Theatergruppe Schmiere glänzt mit betroffen machender, sozialkritischer Szenenfolge

Babenhausen |fs|

„Ja der Große trägt die Ehre und der Kleine trägt das Joch.“ Wie ein roter Faden zog sich dieses Thema durch die gleichnamige Szenenfolge, bei der die Babenhauser Theatergruppe „Schmiere“ sich mit den Problemen Menschen zweiter Klasse auseinandersetzt. Ob Hure, bunte Witwe Behinderte oder sexuell Geknechtete, aber auch Hexenwahn und geheime Wünsche – die Farbe schwarz als Synonym für Finsternis, Einsamkeit und Not dominierte bei dieser sozialkritischen Betrachtung.

Nicht nur die in der frei nach Gerhard Polt geschaffenen Eröffnungsszene sondern für den gesamten Theaterabend galt der Filmklassikertitel: „Man spricht deutsch!“ so wurden die Probleme der Menschen, die auf der Schattenseite des Lebens stehen, gekonnt aufbereitet und gleichzeitig den Besuchern ein Spiegel vorgehalten.
 
Man habe zwar, so die erste Szene, prinzipiell nichts gegen den „Krüppel“, jedoch wäre es oft besser, diese fielen den Mitmenschen nicht zur Last, treibt man „mit den Deppen die Welt um“ und hätte es das alles „unter Hitler“ nicht gegeben.

Bereits das überleitende Lied „Schwarz du bist meine Farbe“ machte den Inszenierungsbogen deutlich, nämlich die Finsternis, Einsamkeit und Not der Menschen zweiter Klasse und deren oftmals damit verbundenen Todessehnsucht.

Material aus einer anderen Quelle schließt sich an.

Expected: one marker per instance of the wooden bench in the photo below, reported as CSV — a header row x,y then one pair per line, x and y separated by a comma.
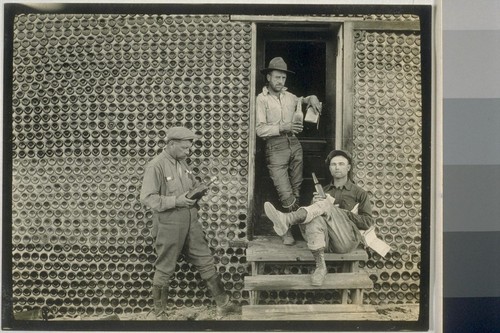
x,y
269,250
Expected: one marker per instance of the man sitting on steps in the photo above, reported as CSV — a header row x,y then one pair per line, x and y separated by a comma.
x,y
329,224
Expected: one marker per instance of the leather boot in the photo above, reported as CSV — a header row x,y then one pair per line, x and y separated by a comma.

Machenschaften der Seelenfänger

In „Heilsbringer“ wurden die Machenschaften dubioser Seelenfänger, die mit „Tabletten der Erkenntnis“ und blanker Gewalt („…das Böse muß raus“) ihre Opfer gefügig machen, angeprangert. Anstatt der versprochenen Befreiung und Glück zielen diese Sekten nur auf den Geldbeutel ihrer „Neuen“ und verbauen ihnen u.a. mit Gehirnwäsche den Weg zum „Leben in Freiheit“. In den anschließenden fünf Kurzszenen kommen Außenseiter zu Wort. Die von allen verachtete Hure („Die Männer gehen doch auf den Strich“) wehrt sich ebenso gegen die Vorurteile, wie die „bunte Witwe“, die schnell zum Dorfgespräch wird, weil sie nicht schwarz sondern „bunt trägt“. Bloß nicht aus der Reihe tanzen heißt es in „Mahlzeit“, während aufgrund bestehender Rollenklischees nicht die Bankräuber, sondern der „Penner“ abgeführt wird.

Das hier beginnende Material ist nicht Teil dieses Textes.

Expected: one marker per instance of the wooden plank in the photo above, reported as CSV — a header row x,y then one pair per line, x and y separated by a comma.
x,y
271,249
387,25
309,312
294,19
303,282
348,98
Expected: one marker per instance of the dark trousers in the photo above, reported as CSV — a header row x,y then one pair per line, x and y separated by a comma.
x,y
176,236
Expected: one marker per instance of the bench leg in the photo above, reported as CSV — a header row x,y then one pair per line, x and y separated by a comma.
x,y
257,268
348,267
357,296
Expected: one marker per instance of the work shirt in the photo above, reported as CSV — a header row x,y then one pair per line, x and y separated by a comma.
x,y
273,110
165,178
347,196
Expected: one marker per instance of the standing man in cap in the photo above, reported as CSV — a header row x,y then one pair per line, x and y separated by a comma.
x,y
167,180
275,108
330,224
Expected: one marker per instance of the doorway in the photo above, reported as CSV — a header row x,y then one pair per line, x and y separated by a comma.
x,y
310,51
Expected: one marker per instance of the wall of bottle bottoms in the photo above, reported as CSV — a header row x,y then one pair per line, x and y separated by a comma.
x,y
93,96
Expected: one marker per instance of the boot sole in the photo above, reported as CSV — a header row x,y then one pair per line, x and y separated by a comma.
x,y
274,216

Während ein alter Mann mit junger Frau von Manneskraft und Stärke zeugt, gilt im umgekehrten Fall die ältere Single mit jungem Lover als „dia Sau“. Behruhigend dann die überleitende Refrains, wonach der Ober den Unter sticht, beziehungsweise der Kleine das Joch trägt, doch am Ende für alle „nur sechs Bretter und ein Loch“ bleiben.

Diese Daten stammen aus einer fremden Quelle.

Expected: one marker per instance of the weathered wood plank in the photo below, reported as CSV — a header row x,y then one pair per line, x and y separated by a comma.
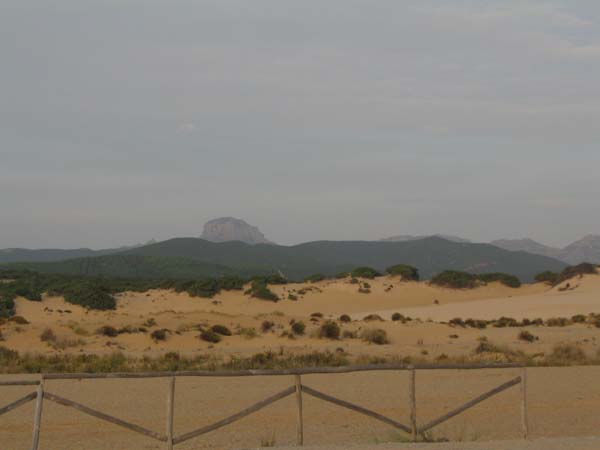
x,y
356,408
412,396
524,418
469,404
170,412
299,371
99,415
20,383
37,419
17,403
300,423
235,417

Geheime (sexuelle) Wünsche bleiben in „Gedanken sind frei“ oftmals auf dem Altar der Konventionen ebenfalls liegen, wie ersatzlos gestrichene „wegrationalisierte“ Arbeitsplätze. Do degeneriert das Individuum, das man wie ein „defektes Teil“ austauscht, zu einer Nummer, die man auf den „Abfallhaufen des Wachstumswahns und der Gier nach Geld“ wirft.
 

Heitere Aspekte einer düsteren Problematik werden bei der „manipulierten“ Untersuchung der Pflegebedürftigkeit der Oma angesprochen. Anstatt die Blumen nach einem Lebensrückblick ins Grab zu werfen, landen diese im Publikum.

Der „Schwarze Vogel“ kreist nicht nur in der Szene „Das Opfer durch die Kulissen. Die Betroffenheit der Besucher über das Mädchen, das unter der sexuellen Ausbeutung ihres Vaters leidet und ihre einzige Chance im Selbstmord sieht, war in der atemlosen Stille im Publikum spürbar.

Um Sex „zu Schleuderpreisen“ mit Kindern und Jugendlichen, diesmal an einem Strand in Thailand, dreht sich alles in der vorletzten Szene. Pascha- und Machtgehabe verdeutlichen die Sklaventreibermentalität und unterstreichen die Not der Opfer, die einfach „benutzt werden“.

Schauspielerischer Höhepunkt ist sicher das Schlußbild, in der der „Nachtvogel“ schreit und damit die Ankunft eines Totgeborenen untermalt. Ausdrucksstark „hängen“ die Hexen und ihr Meister in der Dekoration und vermitteln musikalisch die Sorgen, die die Bauernfamilie in einer Welt von Aberglaube und Hexenwahn gefangen hällt.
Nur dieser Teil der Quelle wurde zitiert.